Journalist Carl Bernstein urged students to undo the recent breakdown of political culture in Page Auditorium Friday.

Bernstein rose to fame after he and partner Bob Woodward broke news of the Watergate break-in and cover-up in The Washington Post, leading to President Richard Nixon’s resignation in 1974. Bernstein compared the political climate of the '70s to that surrounding the current government, noting that the government is not working now in the manner it should. He added that today’s journalists should seek out the truth instead of catering to political ideologies and personal beliefs.

“We need to pursue the best obtainable version of the truth,” Bernstein said. “The opposite is too often the case—creating ideological and partisan ammunition.”

The current culture relies too heavily on consuming media that is tailored to particular political beliefs, Bernstein noted. He cited the Internet and certain television networks as proponents of this manner of journalism.

“We need to look at ourselves as citizens,” Bernstein said. “The hunger for ideological answers is exponentially greater than it was before.”
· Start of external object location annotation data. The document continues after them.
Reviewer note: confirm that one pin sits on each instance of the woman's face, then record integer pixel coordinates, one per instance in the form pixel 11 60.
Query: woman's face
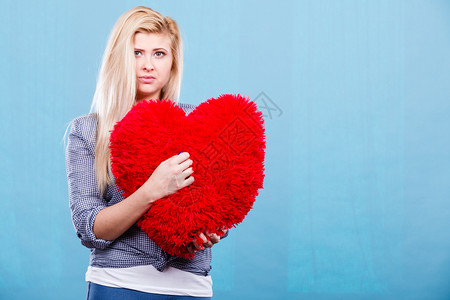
pixel 153 64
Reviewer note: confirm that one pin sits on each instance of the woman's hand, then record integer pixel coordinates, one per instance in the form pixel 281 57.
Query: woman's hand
pixel 208 239
pixel 168 177
pixel 171 175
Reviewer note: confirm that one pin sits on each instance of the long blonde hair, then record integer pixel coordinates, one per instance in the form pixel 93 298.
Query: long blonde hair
pixel 115 93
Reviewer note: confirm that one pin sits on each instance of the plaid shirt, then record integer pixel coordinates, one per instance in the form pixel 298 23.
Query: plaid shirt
pixel 134 247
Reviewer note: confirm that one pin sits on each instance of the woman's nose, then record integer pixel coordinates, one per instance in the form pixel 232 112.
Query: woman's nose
pixel 148 65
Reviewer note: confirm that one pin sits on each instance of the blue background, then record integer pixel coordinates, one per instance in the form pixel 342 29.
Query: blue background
pixel 355 94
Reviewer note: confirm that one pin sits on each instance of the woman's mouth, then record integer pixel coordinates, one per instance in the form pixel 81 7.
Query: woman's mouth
pixel 147 79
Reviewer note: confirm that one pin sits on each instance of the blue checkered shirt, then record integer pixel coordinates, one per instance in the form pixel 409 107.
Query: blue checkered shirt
pixel 134 247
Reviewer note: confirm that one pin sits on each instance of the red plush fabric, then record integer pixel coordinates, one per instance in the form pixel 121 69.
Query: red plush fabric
pixel 225 138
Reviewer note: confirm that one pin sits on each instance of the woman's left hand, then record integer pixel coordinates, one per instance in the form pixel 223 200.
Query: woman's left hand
pixel 194 246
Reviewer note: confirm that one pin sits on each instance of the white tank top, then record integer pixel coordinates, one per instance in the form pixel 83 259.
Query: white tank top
pixel 171 281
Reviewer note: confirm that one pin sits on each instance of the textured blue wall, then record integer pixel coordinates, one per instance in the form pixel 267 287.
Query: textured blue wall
pixel 355 94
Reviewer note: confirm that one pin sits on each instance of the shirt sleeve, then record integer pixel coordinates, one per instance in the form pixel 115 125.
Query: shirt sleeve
pixel 84 197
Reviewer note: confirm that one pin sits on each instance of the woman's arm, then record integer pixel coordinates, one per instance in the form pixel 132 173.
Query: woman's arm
pixel 96 223
pixel 170 176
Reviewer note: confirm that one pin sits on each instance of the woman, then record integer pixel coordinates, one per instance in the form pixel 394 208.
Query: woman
pixel 142 60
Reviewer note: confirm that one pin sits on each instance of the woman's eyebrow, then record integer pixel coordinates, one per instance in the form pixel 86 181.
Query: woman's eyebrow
pixel 138 49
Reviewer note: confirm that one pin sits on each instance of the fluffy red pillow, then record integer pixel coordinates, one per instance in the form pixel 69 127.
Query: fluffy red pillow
pixel 225 138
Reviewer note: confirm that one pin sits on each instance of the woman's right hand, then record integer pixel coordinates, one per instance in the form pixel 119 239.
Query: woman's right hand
pixel 171 175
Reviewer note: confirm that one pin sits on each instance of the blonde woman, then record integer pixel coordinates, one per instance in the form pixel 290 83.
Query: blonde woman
pixel 143 60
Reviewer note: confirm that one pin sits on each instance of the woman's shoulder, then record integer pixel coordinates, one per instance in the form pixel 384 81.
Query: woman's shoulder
pixel 85 126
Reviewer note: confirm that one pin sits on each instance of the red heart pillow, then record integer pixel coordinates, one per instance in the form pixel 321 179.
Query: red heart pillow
pixel 225 138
Bernstein also addressed the meaning of truth in the media and methods of sorting between facts and myth, noting that the media will often produce “manufactured controversy,” which he defined as containing information that does not illuminate or present the truth.

“Facts by themselves without context are not truths,” Bernstein said.

Although the majority of his speech was a discussion of broad topics, Bernstein did mention the current presidential administration, focusing specifically on the misleading public opinion of President Barack Obama.

“His accomplishments are better than what most think, but his view as a disappointing president is understandable,” Bernstein said.

Bernstein stressed, however, that Obama’s ability to steer the national conversation so intensely toward economic equality has been impressive, especially as an incumbent president.

Although he was not critical of Obama’s presidency in particular, Bernstein said that he has noticed a breakdown in politics that has veered toward political and ideological warfare. He cited Obama’s inauguration as an example, noting that a number of prominent Republicans were reported to have gathered together during the ceremony to discuss how best to “ensure Obama’s presidency does not succeed.”

Freshman Harrison Ferlauto asked Bernstein about how coverage of current political scandals differed from Bernstein and Woodward’s own coverage of Watergate. Ferlauto said media portrayals of the Benghazi and Internal Revenue Service scandals have not been as thorough and illuminating as they should have been and posed the question to Bernstein that there may have been cover-ups within prominent media organizations.

Bernstein countered that it was absurd to deny the thousands of hours reporters have devoted to covering the Benghazi scandal and said he disagreed with Ferlauto’s opinion.

“You may not like what answers have come up so far…but there is no evidence of this being a criminal presidency,” Bernstein said.

He added that journalism is not a perfect art and often reporters cannot find the answer to the questions they are researching.

Freshman Gopi Neppala, who also attended the event, noted that he was impressed by the frank and direct nature of Bernstein’s talk.

“It was really fascinating to hear his view,” Neppala said.